U.S. officials spotlight China’s crackdown on Uighur Muslims

U.S. Secretary of State Anthony Blinken said Tuesday that the United States is pushing for “increased international coordination” to combat human rights abuses by the Chinese government, with a particular focus on banning products made with forced labor in China’s Xinjiang region.

The United States and some human rights groups have accused Beijing of genocide against the Uighur ethnic group in the predominantly Muslim region, and Mr. Blinken sought to highlight the issue as U.S. Customs and Border Protection officials began implementing a policy banning the importation of forced labor into the United States. law.

President Biden signed the Preventing Uyghur Forced Labor Act into law in December after overwhelming bipartisan support in Congress, and Mr. Blinken emphasized Tuesday that the administration is now advocating to private companies that, should these occur, They will be held accountable. They were caught importing products that were produced in whole or in part by forced labor.

“Together with our interagency partners, we will continue to engage with companies to remind them of America’s legal obligations to prohibit the import of goods made with forced labor into the United States,” the secretary of state said in a statement.

“We are uniting our allies and partners to free global supply chains from the use of forced labor, speak out against atrocities in Xinjiang, and join us in calling for [Chinese government] Immediately end atrocities and human rights abuses, including forced labor,” he said.

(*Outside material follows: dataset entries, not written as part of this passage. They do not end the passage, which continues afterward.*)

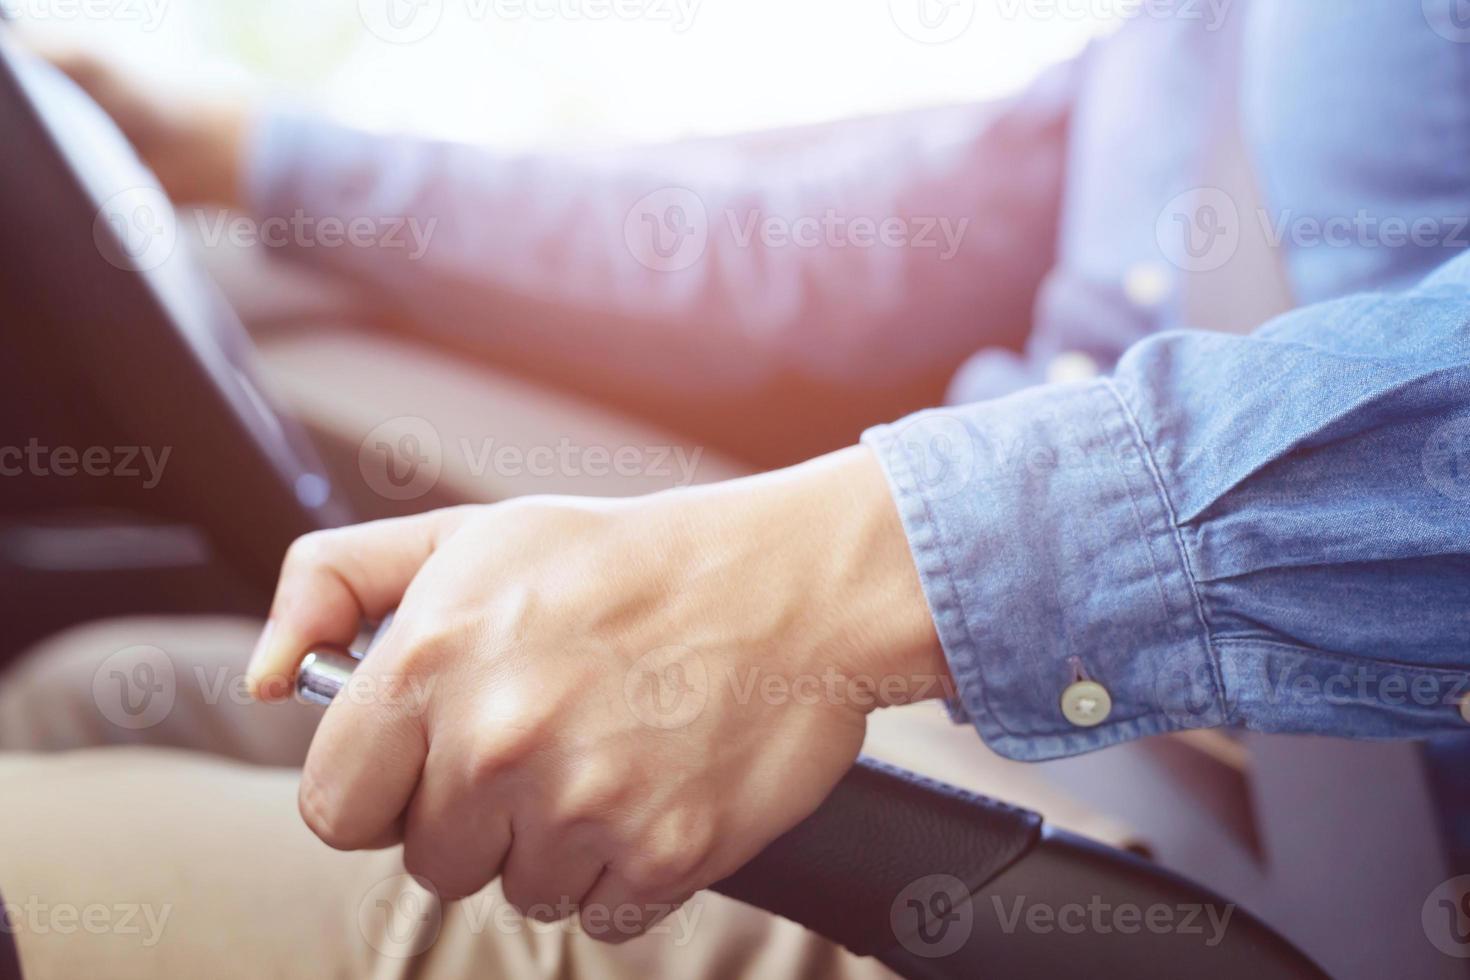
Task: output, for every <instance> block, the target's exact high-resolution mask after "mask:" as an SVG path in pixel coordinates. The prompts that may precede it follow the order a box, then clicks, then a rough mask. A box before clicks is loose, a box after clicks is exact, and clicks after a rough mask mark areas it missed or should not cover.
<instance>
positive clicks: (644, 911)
mask: <svg viewBox="0 0 1470 980" xmlns="http://www.w3.org/2000/svg"><path fill="white" fill-rule="evenodd" d="M394 607H397V616H395V619H394V623H392V626H391V627H390V629H388V632H387V633H385V635H384V638H382V639H381V642H378V644H376V645H375V646H373V649H372V652H369V655H368V657H366V660H365V661H363V663H362V666H360V667H359V669H357V671H356V676H354V677H353V682H351V685H348V688H347V689H345V691H344V692H343V695H340V696H338V698H337V701H335V702H334V705H332V707H331V708H329V710H328V713H326V716H325V717H323V720H322V726H320V729H319V730H318V735H316V739H315V742H313V745H312V751H310V755H309V758H307V761H306V770H304V773H303V782H301V798H300V805H301V814H303V817H304V818H306V821H307V824H309V826H310V827H312V830H313V832H316V835H318V836H320V837H322V839H323V840H325V842H326V843H329V845H332V846H337V848H347V849H356V848H373V846H387V845H392V843H397V842H400V840H401V842H403V843H404V861H406V864H407V868H409V870H410V871H412V873H416V874H420V876H423V877H426V879H428V880H429V882H431V883H432V884H434V886H435V887H437V889H438V890H440V893H441V895H444V896H447V898H456V896H463V895H469V893H473V892H476V890H478V889H481V887H482V886H484V884H487V883H488V882H490V880H491V879H494V877H497V876H500V874H503V877H504V892H506V896H507V899H509V901H510V902H512V904H514V905H516V907H519V908H520V909H522V911H523V912H526V914H531V915H534V917H537V918H545V920H554V918H562V917H566V915H570V914H581V918H582V926H584V927H585V929H587V932H588V933H591V934H594V936H598V937H601V939H607V940H620V939H628V937H631V936H635V934H638V933H641V932H644V930H645V929H647V927H650V926H651V924H653V923H654V921H657V918H659V917H660V915H661V914H664V912H667V911H669V909H672V908H673V907H675V905H676V904H679V902H682V901H684V899H686V898H688V896H689V895H692V893H694V892H695V890H698V889H701V887H704V886H707V884H710V883H713V882H716V880H719V879H723V877H726V876H729V874H731V873H734V871H735V870H738V868H739V867H742V865H744V864H745V862H747V861H748V860H750V858H751V857H754V855H756V854H757V852H760V851H761V849H763V848H764V846H766V845H767V843H770V842H772V840H775V839H776V837H778V836H781V835H782V833H785V832H786V830H788V829H791V827H792V826H795V824H797V823H800V821H801V820H803V818H806V817H807V815H808V814H810V813H811V811H813V810H816V808H817V805H819V804H820V802H822V801H823V799H825V798H826V796H828V793H829V792H831V790H832V788H833V786H835V785H836V783H838V780H839V779H841V777H842V776H844V774H845V773H847V771H848V770H850V767H851V765H853V763H854V760H856V758H857V754H858V749H860V746H861V742H863V733H864V729H866V716H867V713H869V711H872V710H873V708H876V707H882V705H883V704H892V702H901V701H910V699H917V698H925V696H939V695H941V693H944V691H945V686H947V680H948V674H947V669H945V664H944V658H942V654H941V651H939V646H938V639H936V636H935V632H933V624H932V621H931V617H929V613H928V607H926V605H925V599H923V595H922V592H920V588H919V579H917V573H916V572H914V569H913V563H911V560H910V557H908V552H907V544H906V539H904V535H903V530H901V527H900V523H898V514H897V511H895V508H894V504H892V501H891V498H889V495H888V489H886V485H885V482H883V476H882V472H881V469H879V466H878V463H876V460H875V458H873V457H872V454H870V453H869V451H867V450H864V448H854V450H847V451H844V453H838V454H833V455H831V457H825V458H822V460H816V461H813V463H808V464H804V466H800V467H795V469H791V470H785V472H781V473H773V475H767V476H761V478H751V479H748V480H739V482H735V483H725V485H717V486H711V488H698V489H689V491H679V492H670V494H659V495H653V497H645V498H638V500H632V501H575V500H566V498H525V500H519V501H512V502H507V504H498V505H490V507H462V508H453V510H444V511H434V513H428V514H422V516H416V517H407V519H400V520H388V522H378V523H370V525H363V526H357V527H347V529H343V530H332V532H320V533H315V535H309V536H307V538H303V539H301V541H300V542H298V544H297V545H295V547H294V548H293V550H291V552H290V555H288V558H287V563H285V567H284V570H282V574H281V582H279V586H278V591H276V599H275V604H273V608H272V617H270V626H269V627H268V633H266V636H265V638H263V639H262V645H260V649H259V651H257V657H256V660H254V663H253V667H251V683H253V688H254V691H256V692H257V693H259V695H262V696H269V698H278V696H285V695H287V693H288V691H290V677H291V676H293V674H294V671H295V669H297V664H298V663H300V660H301V657H303V655H304V654H306V652H307V649H309V648H310V646H312V645H316V644H322V642H341V644H345V642H348V641H350V639H351V638H353V636H354V635H356V632H357V629H359V624H360V621H362V620H363V619H365V617H366V619H375V617H378V616H381V614H384V613H385V611H388V610H391V608H394Z"/></svg>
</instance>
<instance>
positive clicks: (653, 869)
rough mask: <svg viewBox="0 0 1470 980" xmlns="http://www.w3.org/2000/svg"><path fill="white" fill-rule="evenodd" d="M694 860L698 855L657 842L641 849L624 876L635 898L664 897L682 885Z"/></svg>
mask: <svg viewBox="0 0 1470 980" xmlns="http://www.w3.org/2000/svg"><path fill="white" fill-rule="evenodd" d="M697 860H698V855H695V854H694V852H691V851H688V849H685V848H681V846H675V845H669V843H656V845H650V846H647V848H644V851H642V852H641V854H639V855H638V858H637V860H635V861H632V862H631V864H629V865H628V867H626V868H625V871H623V877H625V879H626V880H628V884H629V886H631V887H632V890H634V892H637V893H638V895H644V896H650V895H663V893H664V892H669V890H673V889H678V887H679V886H681V884H682V883H684V879H685V877H688V874H689V873H691V871H692V870H694V867H695V864H697Z"/></svg>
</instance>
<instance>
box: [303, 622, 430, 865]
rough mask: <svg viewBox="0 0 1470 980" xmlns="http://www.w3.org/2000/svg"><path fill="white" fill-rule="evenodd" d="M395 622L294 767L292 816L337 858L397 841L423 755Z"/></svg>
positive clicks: (414, 789) (400, 829)
mask: <svg viewBox="0 0 1470 980" xmlns="http://www.w3.org/2000/svg"><path fill="white" fill-rule="evenodd" d="M401 624H403V620H395V621H394V624H392V626H391V627H390V629H388V635H387V636H385V638H384V639H382V641H381V642H379V645H378V646H375V648H373V651H372V654H369V657H368V658H366V660H363V663H362V664H360V666H359V667H357V670H356V673H354V674H353V682H351V685H348V686H347V688H344V691H343V693H341V695H338V698H337V701H334V702H332V704H331V707H329V708H328V710H326V714H325V716H322V723H320V724H319V726H318V729H316V736H315V738H313V739H312V748H310V749H309V751H307V754H306V764H304V765H303V767H301V790H300V795H298V808H300V811H301V818H303V820H306V826H307V827H310V829H312V832H313V833H315V835H316V836H318V837H320V839H322V840H323V842H325V843H326V845H329V846H332V848H337V849H340V851H357V849H365V848H382V846H390V845H392V843H397V842H398V840H400V839H401V833H400V830H401V823H403V817H404V810H406V808H407V805H409V801H410V799H412V796H413V790H415V788H416V786H417V785H419V777H420V773H422V771H423V764H425V760H426V758H428V752H429V736H428V732H426V729H425V720H423V714H425V711H423V707H425V705H423V701H425V698H423V693H425V692H423V691H422V689H420V688H419V686H417V685H419V683H420V682H425V683H426V682H429V680H432V679H429V677H413V676H406V674H403V673H395V671H398V670H401V669H400V667H398V661H400V658H398V657H395V655H394V642H395V641H397V642H403V641H401V639H398V638H400V636H401V632H400V626H401Z"/></svg>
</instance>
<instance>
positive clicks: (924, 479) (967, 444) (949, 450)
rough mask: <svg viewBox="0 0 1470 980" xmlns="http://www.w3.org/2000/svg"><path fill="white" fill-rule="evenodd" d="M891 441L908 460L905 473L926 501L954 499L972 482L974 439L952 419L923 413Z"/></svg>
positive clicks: (929, 413) (954, 418) (963, 428)
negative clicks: (912, 479)
mask: <svg viewBox="0 0 1470 980" xmlns="http://www.w3.org/2000/svg"><path fill="white" fill-rule="evenodd" d="M895 439H897V442H898V447H900V448H901V450H903V451H904V454H906V455H907V458H908V472H910V473H911V475H913V479H914V482H916V483H917V485H919V489H920V491H922V492H923V495H925V497H928V498H929V500H948V498H951V497H956V495H957V494H960V492H963V491H964V489H966V488H967V486H969V485H970V480H972V479H973V478H975V467H976V451H975V438H973V435H972V433H970V428H969V426H967V425H964V422H963V420H960V419H957V417H956V416H950V414H944V413H941V411H928V413H923V414H920V416H916V417H914V419H913V420H911V422H907V423H904V426H903V428H901V429H898V433H897V436H895Z"/></svg>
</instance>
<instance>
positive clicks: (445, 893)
mask: <svg viewBox="0 0 1470 980" xmlns="http://www.w3.org/2000/svg"><path fill="white" fill-rule="evenodd" d="M454 742H457V739H453V741H448V736H447V738H441V739H438V741H435V742H434V745H432V746H431V749H429V758H428V763H426V764H425V767H423V777H422V779H420V780H419V786H417V789H415V793H413V801H412V802H410V804H409V814H407V818H406V821H404V835H403V865H404V868H406V870H407V871H409V874H417V876H420V877H423V879H428V880H429V882H432V883H434V887H435V889H437V890H438V893H440V896H441V898H444V899H456V898H465V896H466V895H473V893H475V892H478V890H479V889H482V887H485V886H487V884H488V883H490V882H492V880H494V879H495V876H498V874H500V870H501V865H503V862H504V860H506V852H507V851H509V849H510V842H512V830H510V815H509V811H507V810H504V808H501V807H497V805H495V802H494V801H492V799H487V798H485V795H484V793H482V792H479V788H478V786H475V785H472V783H470V780H469V779H466V773H465V765H463V752H462V751H460V749H459V748H457V746H456V743H454Z"/></svg>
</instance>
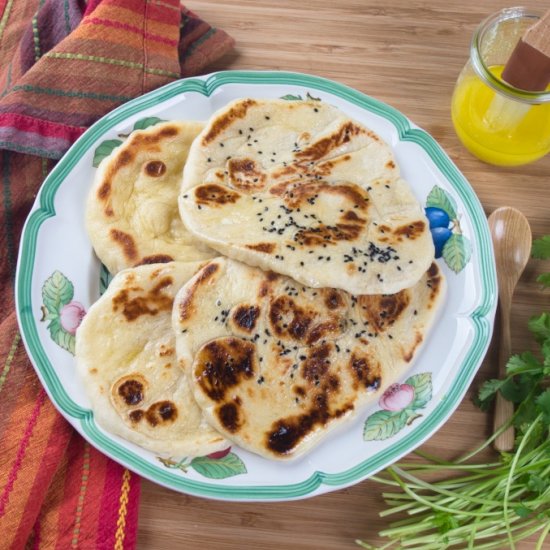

China’s ruling Communist Party denies human rights violations and staunchly rejects claims by the United States and a range of other countries that genocide is taking place among Uighurs and other ethnic and religious minorities in Xinjiang.

Mr Biden’s advocacy and push for new forced labour import laws ‘highlighted'[ed] We are committed to fighting forced labor around the world, including in Xinjiang, where genocide and crimes against humanity are taking place,” the secretary of state said.

In a statement of her own, Commerce Secretary Gina M. Raimondo added that Tuesday’s implementation of the new law should “send a clear message to China and the rest of the international community that the United States will take decisive action against entities that engage in hateful use. Forced labor.”